The American Immigration Council does not endorse or oppose candidates for elected office. We aim to provide analysis regarding the implications of the election on the U.S. immigration system.

In September, the Biden administration extended temporary protection to some 472,000 Venezuelan migrants in the United States. Doing so provided welcome humanitarian relief—thousands of men, women, and children have fled violence and natural disasters and find themselves without a home—but it also ushered in the possibility of notable economic gains for U.S. communities.

Research by the American Immigration Council finds that immigrants who are granted Temporary Protected Status (TPS) help fill the local labor needs and even start businesses at high rates. They spend billions of dollars on taxes and consumer goods and contribute to regional housing wealth through home purchases. All are contributions made more likely with the protections afforded through the TPS program.

Created by Congress in the Immigration Act of 1990, TPS is a temporary immigration status for nationals of specifically designated countries that are confronting an ongoing armed conflict, environmental disaster, or extraordinary and temporary conditions. People from TPS countries who are already in the United States can receive work authorization and are protected from deportation for designated periods of six, 12, or 18 months. TPS country designations can, and often are, renewed. Many have lived in the country for outside of two decades.

By working, TPS holders are not only able to provide for themselves and their families but also to support their American communities at large.

The Council analyzed American Community Survey data from 2021, the latest year for which socioeconomic data is available, and identified more than 354,000 immigrants who had TPS in 2021. TPS households earned $10.3 billion and held $8 billion in purchasing power, money that helps support American businesses and their workers. It found that the majority of TPS holders, 94.6%, were employed. They also had a high rate of entrepreneurship—14.5% compared with 9.3% of the U.S.-born workforce.

In 2021, TPS households paid nearly $1.3 billion in federal taxes, contributions that help to sustain troubled entitlement programs like Social Security and Medicare. They also help buoy federal public assistance programs for which TPS holders are ineligible, such as the Supplemental Nutrition Assistance Program (SNAP) and regular coverage under Medicaid. TPS holders also paid $966.5 million in combined state and local taxes, money that helped sustain local police, schools, and other services.

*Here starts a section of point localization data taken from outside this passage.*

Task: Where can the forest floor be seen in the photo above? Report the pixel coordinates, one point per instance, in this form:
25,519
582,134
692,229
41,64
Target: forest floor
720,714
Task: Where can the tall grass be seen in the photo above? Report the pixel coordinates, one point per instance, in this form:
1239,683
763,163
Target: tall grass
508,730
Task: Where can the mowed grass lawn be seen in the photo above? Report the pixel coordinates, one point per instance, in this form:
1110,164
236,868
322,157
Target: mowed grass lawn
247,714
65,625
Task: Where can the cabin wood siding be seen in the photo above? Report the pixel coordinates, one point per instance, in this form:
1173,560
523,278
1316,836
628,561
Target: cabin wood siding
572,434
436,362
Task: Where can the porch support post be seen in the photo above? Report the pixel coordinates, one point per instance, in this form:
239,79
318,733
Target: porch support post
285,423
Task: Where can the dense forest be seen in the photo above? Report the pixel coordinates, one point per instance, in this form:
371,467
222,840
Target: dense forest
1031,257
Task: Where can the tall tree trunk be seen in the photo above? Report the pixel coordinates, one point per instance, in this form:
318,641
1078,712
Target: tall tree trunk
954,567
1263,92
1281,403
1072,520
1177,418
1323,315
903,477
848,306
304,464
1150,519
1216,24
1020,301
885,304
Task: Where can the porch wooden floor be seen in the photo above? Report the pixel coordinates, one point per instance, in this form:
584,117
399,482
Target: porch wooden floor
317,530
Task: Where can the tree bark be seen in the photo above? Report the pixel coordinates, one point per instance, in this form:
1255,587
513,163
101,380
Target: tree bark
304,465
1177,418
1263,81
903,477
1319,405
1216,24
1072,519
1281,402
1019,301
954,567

The contributions of the TPS holders were particularly important in several key states, including some—Texas and Florida, most notably—that have been sending migrants north by bus since last year. In 2021, nearly three out of every five TPS individuals were concentrated in four states: Florida, California, Texas, and New York. In each of those states, TPS households earned more than $1 billion in 2021 and paid more than $110 million in combined state and local taxes. In Florida, California, and Texas, TPS households held more than $1.1 billion in spending power that year.

New TPS holders could be expected to contribute more to the economies of those and other states. As of March 2023, 610,630 people have TPS status, thanks to an expansion of the program by the Biden administration from 12 countries to 16 countries. The September extension of TPS to Venezuelan migrants who arrived in the country by July 31, 2023 has allowed even more immigrants to play an active role in local economies.

Since Venezuela’s oil-dependent economy spun into a free fall in 2014, triggering widespread violence and severe shortages of food, medicine, and other necessities, more than one-quarter of the population—or 7.7 million people—have fled, including 1.4 million who left the country between May 2022 and August 2023. Most—more than 6.5 million—settled in Latin American and Caribbean countries.

Among the Venezuelans who found refuge in the United States, only 242,700 had TPS status before the extension of the designation—those who had arrived by March 9, 2021. The hundreds of thousands of Venezuelan migrants who arrived after that date were unprotected and thus unable to legally work. U.S. cities struggled to provide shelter, even as businesses grappled with labor shortages and migrants sought employment.

The September extension gives these Venezuelans 18 months of TPS. At that time, the president will need to renew the country’s designation up to another 18 months. This is always the case for all TPS holders, and it leaves them in a state of limbo, often for many years.

Due to ongoing violence and extreme conditions abroad, more than 80% of TPS holders in the United States in 2021 had been living here for more than 20 years, some raising children who cannot remember another home. If the federal government decides to terminate a TPS designation—as the Trump administration threatened to do for many designated countries—TPS holders face deportation to a life-threatening region of the world.

But they also would have to abandon jobs, businesses, and houses. In 2021, at least 41% of TPS households in the country had also purchased their home, holding a total housing value of $19 billion and adding to their region’s housing wealth and property tax revenues.

Would such financial investments in America rise if TPS holders had access to a permanent path to residency? If they could envision a future in this country beyond 18 months? Research by the Council highlights the economic contributions TPS holders already make when living in limbo. The United States should ask if, by not extending residency, it is missing an even bigger economic opportunity.